Carollena Vaccaro has a long criminal history that includes a felony conviction for possession of a forged instrument. So how did she get a job as a nanny working for an entrepreneurial family?

Simple, according to the Rochester, New York Democrat and Chronicle:

Vaccaro, who claimed to be a registered nurse, gave them the name and Social Security number of her cousin, DeRosa, without DeRosa’s knowledge. The name came back clean in a background check.

Vaccaro was sentenced to serve between three and six years in prison for two counts of felony identity theft after pleading guilty this week. The family who employed her apparent only lost a $25 Walmart gift card and, very probably, the sense of security in their own home.

So, the question is how could this family have avoided becoming entangled with this woman?

With her history of forgery, it is possible that if the family completed the I-9 process (which many residential employers fail to do), she may have presented valid-looking identification with her picture and her family member’s identity info.

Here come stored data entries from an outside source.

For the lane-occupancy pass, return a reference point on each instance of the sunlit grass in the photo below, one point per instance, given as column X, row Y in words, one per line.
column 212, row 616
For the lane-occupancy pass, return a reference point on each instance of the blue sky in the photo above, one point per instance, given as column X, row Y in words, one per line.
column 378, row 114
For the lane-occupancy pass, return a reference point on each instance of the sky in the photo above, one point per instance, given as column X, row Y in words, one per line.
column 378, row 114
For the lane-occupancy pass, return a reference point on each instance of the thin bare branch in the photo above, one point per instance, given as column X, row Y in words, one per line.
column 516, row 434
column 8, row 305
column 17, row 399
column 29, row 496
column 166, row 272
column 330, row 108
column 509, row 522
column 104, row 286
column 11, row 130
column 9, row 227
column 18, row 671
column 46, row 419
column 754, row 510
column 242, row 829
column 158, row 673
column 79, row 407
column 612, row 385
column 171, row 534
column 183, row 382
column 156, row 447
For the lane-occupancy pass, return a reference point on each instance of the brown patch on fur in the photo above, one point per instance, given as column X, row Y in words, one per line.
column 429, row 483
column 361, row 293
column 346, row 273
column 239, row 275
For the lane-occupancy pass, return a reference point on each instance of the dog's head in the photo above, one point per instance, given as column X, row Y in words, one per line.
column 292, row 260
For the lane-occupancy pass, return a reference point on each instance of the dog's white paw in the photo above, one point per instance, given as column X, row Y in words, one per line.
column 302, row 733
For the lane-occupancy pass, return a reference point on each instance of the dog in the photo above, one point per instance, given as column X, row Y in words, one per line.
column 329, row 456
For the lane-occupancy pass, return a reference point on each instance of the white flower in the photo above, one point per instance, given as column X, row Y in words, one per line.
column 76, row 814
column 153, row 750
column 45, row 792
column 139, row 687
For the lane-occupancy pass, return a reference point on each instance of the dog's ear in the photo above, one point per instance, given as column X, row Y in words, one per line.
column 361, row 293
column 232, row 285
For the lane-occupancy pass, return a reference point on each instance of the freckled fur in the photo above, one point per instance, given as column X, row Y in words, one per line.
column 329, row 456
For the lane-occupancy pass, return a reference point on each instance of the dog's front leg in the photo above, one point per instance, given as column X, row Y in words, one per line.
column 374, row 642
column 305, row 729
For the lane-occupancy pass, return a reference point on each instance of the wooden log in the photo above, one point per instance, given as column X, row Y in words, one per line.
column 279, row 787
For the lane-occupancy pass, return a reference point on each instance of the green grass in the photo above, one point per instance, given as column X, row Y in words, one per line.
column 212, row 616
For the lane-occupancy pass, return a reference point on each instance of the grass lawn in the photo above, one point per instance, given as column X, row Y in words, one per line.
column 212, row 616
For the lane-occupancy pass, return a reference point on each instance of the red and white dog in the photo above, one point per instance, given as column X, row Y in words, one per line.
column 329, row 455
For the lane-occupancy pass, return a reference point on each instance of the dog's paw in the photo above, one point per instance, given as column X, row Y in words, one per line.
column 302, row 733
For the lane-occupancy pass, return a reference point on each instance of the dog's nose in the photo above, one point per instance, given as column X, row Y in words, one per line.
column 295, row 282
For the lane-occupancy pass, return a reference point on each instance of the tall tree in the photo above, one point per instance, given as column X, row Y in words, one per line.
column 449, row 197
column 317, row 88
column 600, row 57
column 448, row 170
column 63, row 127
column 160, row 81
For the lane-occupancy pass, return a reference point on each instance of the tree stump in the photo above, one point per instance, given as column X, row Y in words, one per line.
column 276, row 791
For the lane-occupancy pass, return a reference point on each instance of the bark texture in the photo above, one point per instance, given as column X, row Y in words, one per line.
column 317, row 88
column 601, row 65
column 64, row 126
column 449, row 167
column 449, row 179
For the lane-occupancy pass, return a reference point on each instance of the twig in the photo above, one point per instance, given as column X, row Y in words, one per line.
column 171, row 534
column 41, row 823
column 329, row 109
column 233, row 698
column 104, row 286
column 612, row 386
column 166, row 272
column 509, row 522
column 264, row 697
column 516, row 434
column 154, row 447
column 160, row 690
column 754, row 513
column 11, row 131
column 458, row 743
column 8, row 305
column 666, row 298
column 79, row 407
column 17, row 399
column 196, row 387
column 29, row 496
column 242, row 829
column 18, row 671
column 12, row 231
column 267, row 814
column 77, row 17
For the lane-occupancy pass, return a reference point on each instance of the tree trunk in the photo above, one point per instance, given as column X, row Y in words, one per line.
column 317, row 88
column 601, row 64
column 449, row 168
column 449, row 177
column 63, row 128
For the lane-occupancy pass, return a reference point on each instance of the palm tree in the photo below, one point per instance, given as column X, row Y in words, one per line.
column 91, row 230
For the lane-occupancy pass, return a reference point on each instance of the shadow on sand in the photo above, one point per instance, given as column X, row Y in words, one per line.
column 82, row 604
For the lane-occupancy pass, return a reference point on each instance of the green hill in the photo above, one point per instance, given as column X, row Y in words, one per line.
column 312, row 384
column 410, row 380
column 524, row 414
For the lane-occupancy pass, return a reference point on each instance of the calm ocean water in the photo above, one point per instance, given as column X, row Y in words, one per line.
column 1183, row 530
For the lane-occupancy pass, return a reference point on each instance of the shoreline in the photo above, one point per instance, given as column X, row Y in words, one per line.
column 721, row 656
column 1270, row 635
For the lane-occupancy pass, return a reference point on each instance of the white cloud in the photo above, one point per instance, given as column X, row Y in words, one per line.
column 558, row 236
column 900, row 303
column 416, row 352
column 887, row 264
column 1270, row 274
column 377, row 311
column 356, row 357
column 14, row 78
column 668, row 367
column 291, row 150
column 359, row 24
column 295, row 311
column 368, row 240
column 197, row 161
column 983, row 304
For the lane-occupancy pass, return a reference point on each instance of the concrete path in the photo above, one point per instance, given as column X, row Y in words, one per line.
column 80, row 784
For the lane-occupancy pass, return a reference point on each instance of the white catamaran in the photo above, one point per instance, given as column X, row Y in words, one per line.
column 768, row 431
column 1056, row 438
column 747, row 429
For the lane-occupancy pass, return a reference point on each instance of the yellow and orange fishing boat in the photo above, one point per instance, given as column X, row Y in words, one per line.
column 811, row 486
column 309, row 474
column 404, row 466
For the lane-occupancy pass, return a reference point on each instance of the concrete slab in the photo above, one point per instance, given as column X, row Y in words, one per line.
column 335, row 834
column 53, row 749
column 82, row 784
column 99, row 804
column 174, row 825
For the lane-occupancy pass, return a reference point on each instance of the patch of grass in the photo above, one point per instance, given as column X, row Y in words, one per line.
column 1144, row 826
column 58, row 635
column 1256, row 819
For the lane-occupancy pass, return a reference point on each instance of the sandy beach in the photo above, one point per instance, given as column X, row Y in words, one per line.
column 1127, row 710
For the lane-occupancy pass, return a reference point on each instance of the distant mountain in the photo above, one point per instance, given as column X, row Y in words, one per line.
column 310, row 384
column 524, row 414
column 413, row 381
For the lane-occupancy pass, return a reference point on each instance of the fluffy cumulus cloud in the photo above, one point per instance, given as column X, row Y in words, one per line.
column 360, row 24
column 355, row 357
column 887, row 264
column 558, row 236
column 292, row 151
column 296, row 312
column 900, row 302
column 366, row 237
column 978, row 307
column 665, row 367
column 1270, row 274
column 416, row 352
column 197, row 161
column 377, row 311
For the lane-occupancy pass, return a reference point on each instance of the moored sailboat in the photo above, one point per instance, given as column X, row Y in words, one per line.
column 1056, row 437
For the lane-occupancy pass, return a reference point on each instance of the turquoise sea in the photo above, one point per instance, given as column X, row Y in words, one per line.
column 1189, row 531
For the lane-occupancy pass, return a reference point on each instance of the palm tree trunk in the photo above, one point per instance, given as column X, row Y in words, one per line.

With the false identity information, the criminal background check conducted by the family was useless. Assuming that was the case, the next level of defense would be to verify both her credentials, in this case a nursing license, and her previous employment history.  Employment histories are fairly easy to fabricate but a good background screening firm will have a process to try and substantiate the identity of the individual’s providing references.  This is often something that private employers, particularly families hiring domestic help, are ill-equiped to accomplish.

According to press reports, it also evident that this family was not Vaccaro’s first victim. Numerous people apparently had been taken advantage of by her under several different names. It seems that the local small claims court was very familiar with her, as well.

It is interesting how many individuals fail to conduct thorough background checks on employees who will be working in their homes, especially when hiring a nanny to working with children, housekeepers, home healthcare workers, or others with access to their residence.

In Vaccaro’s case, the damage was limited to minor theft. However, if a thief can gain acesss to a family this easily, how much more difficult would it be for someone with a history of violence or sex offenses to get into the household?